At this point I’ve become a bit more systematic about it, so here, in case it’s useful to anyone else, is my system.

Step 1, way back in the day, was rating all of my music. This was, to be honest, a giant pain; I had about 6,000 songs when I set to work, and it took a while to get through them all. I’m very glad I did it, though, and even more glad I didn’t wait any longer to do it.

Then, if I recall correctly, I went through everything rated three stars and higher and created a bunch of mood-related playlists: bright, creepy, romantic, triumphant, etc. I mention this becuase maybe it would be useful to someone else, but the truth is that I’ve only rarely made use of those lists. Slightly more useful to me have been the “style” and “regional” lists; I’ve got one for all my Asian-sounding music, for example, and one for stuff with lots of drumming in it, etc.

When I’m making playlists for a book, though, what generally happens is I go through my list of albums and dump suitable material into a “reserve” playlist. I did this first for Memento, the game I ran, and it proved to be a godsend, so I’ve kept the habit since. Usually there’s some criterion guiding the formation of the reserve; in the case of Midnight, for example, I was looking for dark-sounding orchestral music. I didn’t want anything too modern, because of the period, and (with a few exceptions) I didn’t want words. Whenever I get around to writing The Changing Sea, it’ll be ocean-related music: the Pirates of the Carribean soundtracks, Master and Commander, sea chanties, whatever.

The reason for this is that I need some limitation. I’m up to over ten thousand songs now, and if I don’t find some way to narrow my field of selection, I’m doomed. Once I have my reserve, though (which is usually hundreds of songs all on its own), I sort them into playlists to actually listen to while writing. In the case of an Onyx Court book, there’s usually one for the faerie court (dark and atmospheric), one for the mortal world (whatever was current at the time), one for romance and sad things (the fact that I combine those two might be a telling point), one for battles, etc. And then I put those things on shuffle while I write, picking whichever list suits my immediate purpose best. This means I get variety within the parameters of that night’s scene, which is generally useful when you’re going to be listening to this stuff for months on end.

When it comes time to actually make a soundtrack, I figure out what characters and events I want to assign songs to, and then I make a whole bunch of playlists, one for each track. That way I can go through the reserve and toss possibilities into the relevant lists. Sometimes I work from the mood lists instead (Baroque music for some things in Star, for example), but more often I just cull through the reserve, since usually I’m doing batch jobs, looking for a bunch of things at once. Mind you, sometimes I just pick a song without any searching; it’ll come up on shuffle at some point and I just know I want to use it. But not everything works out that way.

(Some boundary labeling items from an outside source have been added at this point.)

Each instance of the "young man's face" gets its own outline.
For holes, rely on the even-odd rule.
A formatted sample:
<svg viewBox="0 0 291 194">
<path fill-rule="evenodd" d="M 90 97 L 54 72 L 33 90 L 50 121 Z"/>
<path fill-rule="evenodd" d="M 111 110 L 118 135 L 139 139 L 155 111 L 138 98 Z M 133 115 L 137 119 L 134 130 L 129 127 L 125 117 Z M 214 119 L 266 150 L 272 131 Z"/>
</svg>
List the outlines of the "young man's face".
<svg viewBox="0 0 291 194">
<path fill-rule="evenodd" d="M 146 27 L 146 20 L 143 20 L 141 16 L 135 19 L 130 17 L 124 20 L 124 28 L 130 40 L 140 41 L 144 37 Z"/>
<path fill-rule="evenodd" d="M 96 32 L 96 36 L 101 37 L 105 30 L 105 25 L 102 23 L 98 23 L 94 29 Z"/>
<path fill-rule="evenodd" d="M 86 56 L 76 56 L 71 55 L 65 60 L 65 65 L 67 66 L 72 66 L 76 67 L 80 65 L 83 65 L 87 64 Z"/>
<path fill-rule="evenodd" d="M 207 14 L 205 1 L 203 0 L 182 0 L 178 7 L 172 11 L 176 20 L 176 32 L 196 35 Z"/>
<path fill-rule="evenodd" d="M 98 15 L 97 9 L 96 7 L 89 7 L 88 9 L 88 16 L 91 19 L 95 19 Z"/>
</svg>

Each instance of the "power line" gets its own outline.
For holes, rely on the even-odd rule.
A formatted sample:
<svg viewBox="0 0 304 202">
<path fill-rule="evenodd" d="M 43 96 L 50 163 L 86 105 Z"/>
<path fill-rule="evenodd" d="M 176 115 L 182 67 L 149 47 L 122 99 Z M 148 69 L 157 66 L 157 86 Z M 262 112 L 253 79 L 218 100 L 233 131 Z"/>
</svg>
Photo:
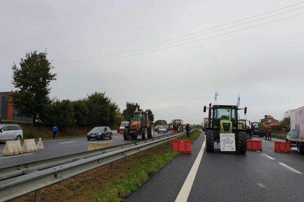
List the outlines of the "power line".
<svg viewBox="0 0 304 202">
<path fill-rule="evenodd" d="M 133 48 L 128 49 L 126 49 L 126 50 L 124 50 L 119 51 L 119 52 L 113 53 L 111 53 L 111 54 L 108 54 L 102 55 L 100 55 L 100 56 L 96 56 L 96 57 L 90 57 L 90 58 L 84 58 L 84 59 L 78 59 L 78 60 L 71 60 L 71 61 L 69 61 L 59 62 L 59 63 L 55 63 L 55 64 L 58 64 L 58 65 L 59 65 L 59 64 L 65 64 L 71 63 L 73 63 L 73 62 L 74 62 L 86 61 L 88 61 L 88 60 L 89 61 L 89 60 L 94 60 L 94 59 L 98 59 L 99 58 L 104 58 L 104 57 L 108 57 L 115 56 L 117 55 L 126 54 L 128 54 L 128 53 L 123 53 L 124 52 L 129 52 L 131 50 L 135 50 L 135 49 L 139 49 L 139 48 L 143 48 L 143 47 L 147 47 L 147 46 L 151 46 L 151 45 L 156 45 L 156 44 L 160 44 L 160 43 L 164 43 L 164 42 L 165 42 L 170 41 L 171 41 L 171 40 L 173 40 L 177 39 L 179 39 L 179 38 L 183 38 L 183 37 L 186 37 L 186 36 L 190 36 L 190 35 L 192 35 L 196 34 L 197 34 L 197 33 L 201 33 L 201 32 L 204 32 L 204 31 L 208 31 L 208 30 L 214 29 L 215 29 L 215 28 L 219 28 L 219 27 L 223 27 L 223 26 L 224 26 L 229 25 L 230 25 L 230 24 L 232 24 L 236 23 L 237 22 L 241 22 L 241 21 L 244 21 L 244 20 L 248 20 L 248 19 L 250 19 L 254 18 L 255 18 L 256 17 L 258 17 L 258 16 L 262 16 L 262 15 L 266 15 L 266 14 L 269 14 L 269 13 L 273 13 L 273 12 L 275 12 L 276 11 L 279 11 L 279 10 L 281 10 L 285 9 L 286 9 L 287 8 L 292 7 L 293 7 L 294 6 L 298 5 L 299 4 L 303 4 L 303 3 L 304 3 L 304 2 L 299 2 L 299 3 L 297 3 L 297 4 L 295 4 L 292 5 L 290 5 L 290 6 L 287 6 L 287 7 L 283 7 L 283 8 L 280 8 L 280 9 L 276 9 L 276 10 L 273 10 L 273 11 L 272 11 L 268 12 L 266 12 L 266 13 L 262 13 L 262 14 L 258 14 L 258 15 L 255 15 L 255 16 L 252 16 L 252 17 L 250 17 L 244 18 L 244 19 L 241 19 L 241 20 L 237 20 L 237 21 L 234 21 L 234 22 L 231 22 L 231 23 L 227 23 L 227 24 L 223 24 L 223 25 L 217 26 L 215 26 L 215 27 L 212 27 L 212 28 L 211 28 L 206 29 L 205 29 L 205 30 L 202 30 L 202 31 L 198 31 L 198 32 L 193 32 L 193 33 L 189 33 L 189 34 L 186 34 L 186 35 L 183 35 L 183 36 L 179 36 L 179 37 L 177 37 L 173 38 L 172 38 L 172 39 L 168 39 L 168 40 L 156 42 L 156 43 L 151 43 L 151 44 L 148 44 L 148 45 L 143 45 L 143 46 L 139 46 L 139 47 Z M 303 7 L 301 7 L 300 8 L 303 8 Z M 296 10 L 296 9 L 295 9 Z M 290 11 L 293 11 L 293 10 L 291 10 Z M 287 12 L 290 12 L 290 11 L 287 11 Z M 284 13 L 284 12 L 283 13 Z M 265 18 L 267 18 L 267 17 L 265 17 Z M 237 25 L 237 26 L 238 26 L 238 25 Z M 161 45 L 162 45 L 163 44 L 161 44 Z M 131 53 L 132 53 L 132 52 Z"/>
<path fill-rule="evenodd" d="M 256 19 L 256 20 L 252 20 L 252 21 L 250 21 L 246 22 L 245 22 L 245 23 L 241 23 L 241 24 L 237 24 L 237 25 L 236 25 L 231 26 L 230 26 L 230 27 L 226 27 L 226 28 L 222 28 L 222 29 L 216 30 L 214 30 L 214 31 L 211 31 L 211 32 L 207 32 L 207 33 L 204 33 L 203 34 L 199 34 L 199 35 L 196 35 L 196 36 L 191 36 L 191 37 L 187 37 L 187 38 L 185 38 L 182 39 L 179 39 L 179 40 L 176 40 L 176 41 L 174 41 L 168 42 L 167 43 L 163 43 L 163 44 L 160 44 L 160 45 L 155 45 L 155 46 L 150 46 L 150 47 L 145 47 L 144 48 L 141 48 L 141 49 L 140 49 L 134 50 L 130 51 L 130 52 L 129 52 L 126 53 L 117 54 L 115 54 L 115 55 L 113 55 L 112 56 L 108 56 L 108 57 L 113 57 L 113 56 L 117 56 L 117 55 L 124 55 L 124 54 L 130 54 L 130 53 L 131 53 L 138 52 L 142 51 L 142 50 L 145 50 L 145 49 L 147 49 L 153 48 L 157 47 L 158 47 L 158 46 L 162 46 L 162 45 L 168 45 L 169 44 L 176 43 L 177 42 L 179 42 L 179 41 L 183 41 L 183 40 L 185 40 L 189 39 L 191 38 L 193 38 L 197 37 L 198 36 L 202 36 L 202 35 L 208 34 L 210 34 L 210 33 L 213 33 L 213 32 L 217 32 L 217 31 L 222 31 L 222 30 L 225 30 L 225 29 L 229 29 L 229 28 L 233 28 L 233 27 L 239 26 L 240 26 L 240 25 L 244 25 L 244 24 L 251 23 L 253 22 L 258 21 L 259 20 L 263 20 L 263 19 L 267 19 L 267 18 L 271 18 L 272 17 L 276 16 L 277 16 L 277 15 L 281 15 L 281 14 L 284 14 L 284 13 L 288 13 L 288 12 L 291 12 L 291 11 L 295 11 L 295 10 L 298 10 L 298 9 L 302 9 L 303 8 L 304 8 L 304 7 L 298 8 L 294 9 L 292 9 L 292 10 L 289 10 L 289 11 L 285 11 L 285 12 L 282 12 L 282 13 L 278 13 L 278 14 L 274 14 L 274 15 L 273 15 L 272 16 L 268 16 L 268 17 L 265 17 L 261 18 L 260 18 L 260 19 Z M 81 61 L 80 61 L 80 62 L 83 62 L 83 61 L 84 62 L 84 61 L 90 61 L 90 60 L 97 60 L 99 58 L 96 58 L 95 59 L 87 60 Z M 77 63 L 77 62 L 69 62 L 69 63 L 64 63 L 63 64 L 70 64 L 70 63 Z"/>
<path fill-rule="evenodd" d="M 168 48 L 171 48 L 171 47 L 179 46 L 184 45 L 184 44 L 188 44 L 188 43 L 194 43 L 194 42 L 199 41 L 203 40 L 209 39 L 210 38 L 214 38 L 214 37 L 217 37 L 217 36 L 222 36 L 222 35 L 226 35 L 226 34 L 230 34 L 230 33 L 232 33 L 236 32 L 237 31 L 242 31 L 242 30 L 244 30 L 245 29 L 250 29 L 250 28 L 254 28 L 254 27 L 258 27 L 258 26 L 262 26 L 262 25 L 266 25 L 266 24 L 270 24 L 270 23 L 274 23 L 274 22 L 280 21 L 281 20 L 285 20 L 285 19 L 291 18 L 292 18 L 292 17 L 294 17 L 298 16 L 300 16 L 300 15 L 303 15 L 303 14 L 304 14 L 304 13 L 300 13 L 299 14 L 294 15 L 293 15 L 293 16 L 291 16 L 283 18 L 281 18 L 281 19 L 278 19 L 278 20 L 273 20 L 273 21 L 268 22 L 264 23 L 259 24 L 258 25 L 252 26 L 250 26 L 250 27 L 245 27 L 244 28 L 240 29 L 238 29 L 238 30 L 234 30 L 234 31 L 230 31 L 230 32 L 225 32 L 225 33 L 222 33 L 222 34 L 218 34 L 218 35 L 214 35 L 214 36 L 209 36 L 209 37 L 208 37 L 203 38 L 201 38 L 201 39 L 198 39 L 198 40 L 193 40 L 193 41 L 189 41 L 189 42 L 185 42 L 185 43 L 180 43 L 180 44 L 177 44 L 177 45 L 171 45 L 171 46 L 168 46 L 168 47 L 164 47 L 164 48 L 159 48 L 159 49 L 154 49 L 154 50 L 149 50 L 149 51 L 146 52 L 140 53 L 138 53 L 138 54 L 133 54 L 133 55 L 128 55 L 128 56 L 121 56 L 121 57 L 116 57 L 116 58 L 110 58 L 110 59 L 109 59 L 102 60 L 99 60 L 99 61 L 92 61 L 92 62 L 87 62 L 87 63 L 78 63 L 78 64 L 67 64 L 67 65 L 66 65 L 66 66 L 84 65 L 84 64 L 87 64 L 96 63 L 98 63 L 98 62 L 103 62 L 103 61 L 109 61 L 109 60 L 116 60 L 116 59 L 120 59 L 120 58 L 126 58 L 126 57 L 131 57 L 131 56 L 137 56 L 137 55 L 139 55 L 145 54 L 147 54 L 147 53 L 148 53 L 154 52 L 156 52 L 156 51 L 158 51 L 158 50 L 163 50 L 163 49 L 168 49 Z"/>
</svg>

Here’s the interesting thing about the process. Some authors, as a revision tool, outline their book after they’ve written it; that helps them figure out just what they’re doing with their story. This? Is my equivalent. Deciding what deserves to have a song, I’ve realized, is a form of outlining, and then the actual selection of music forces me to think about what exactly I’m trying to convey. This is somewhat true of the character-related selections, but especially true of the ones that soundtrack specific events; I use a lot of film scores, which means I’m listening to various pieces trying to find the one that really matches the arc of that scene. No, I want something that sounds creepier at the beginning, and then builds in a slow crescendo rather than going loud really suddenly, and then it needs to cut off right after the climax, without a long denoument — I learn a lot about my story by going through this process. And sometimes, yes, I’ll listen to a piece and decide that while it doesn’t match the scene I have, maybe the scene would be better off if it were more like the music. Mostly the soundtrack gets matched to the story, but not always.